La ONU alerta sobre la escasez de agua
Mientras Marte presume de grandes cantidades
de agua, la ONU declara
la «bancarrota hídrica» de la Tierra. La humanidad hace uso
del agua disponible en los ríos y el almacenamiento por
lluvia. Cuando este tipo de agua no está disponible, acude a
los glaciares, humedales y acuíferos. El resultado de este accionar es un
planeta con sistemas acuáticos quebrados (acuíferos compactados lagos fantasmas
o deltas hundiéndose) sin capacidad de recuperación.
Un informe de la
Universidad de las Naciones Unidas revela que el mundo ha ingresado en una etapa de
«quiebra hídrica global». Se trata de un punto de no retorno para determinados
sistemas en los que la demanda humana ha agotado de manera irreversible los
ahorros acuíferos y secado los pozos del futuro. En este contexto, el conjunto
del sistema hídrico del mundo ha quedado en riesgo.
Por este
motivo, nuestro planeta transita ahora por sequías más largas, una evaporación
acelerada y lluvias impredecibles. «Muchas regiones han vivido muy por encima
de sus posibilidades hidrológicas. Es como tener una cuenta bancaria a la que
se le extrae dinero cada día sin que entre un solo depósito. El saldo ya es un
negativo», expone Kaveh Madani, autor principal del informe de la ONU.

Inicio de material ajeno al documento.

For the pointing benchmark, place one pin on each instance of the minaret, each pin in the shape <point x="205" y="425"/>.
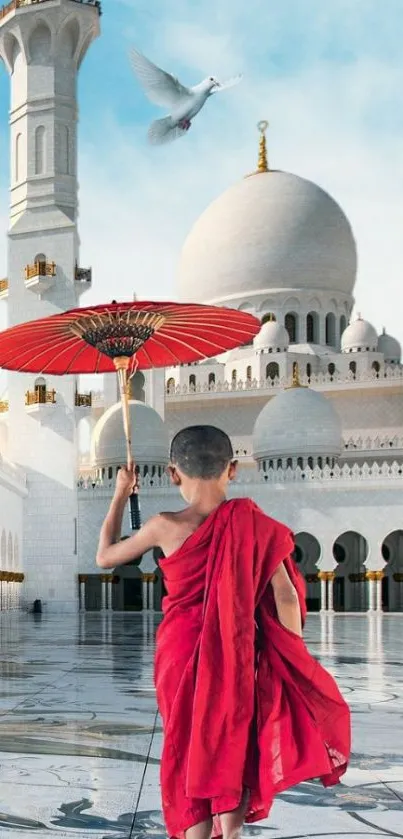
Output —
<point x="42" y="44"/>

Cuál es la relación entra la vejez y la escasez de
agua dulce
Bajo este
marco, otro estudio
publicado en Water Resources Research llega para otorgar esperanza. Afirma que el
envejecimiento de las poblaciones podría disminuir el consumo mundial de agua
hasta un 31%. Al tiempo que el cambio climático altera el ciclo de las lluvias
y los acuíferos se agotan, la estructura demográfica avanza silenciosamente.
Una realidad
de la que no se habla mucho, pero que está ahí y tiene consecuencias más
profundas de las que podría parecer en primera instancia. Tanto que incide
sobre cómo la Tierra usa y gestiona las reservas de agua disponibles.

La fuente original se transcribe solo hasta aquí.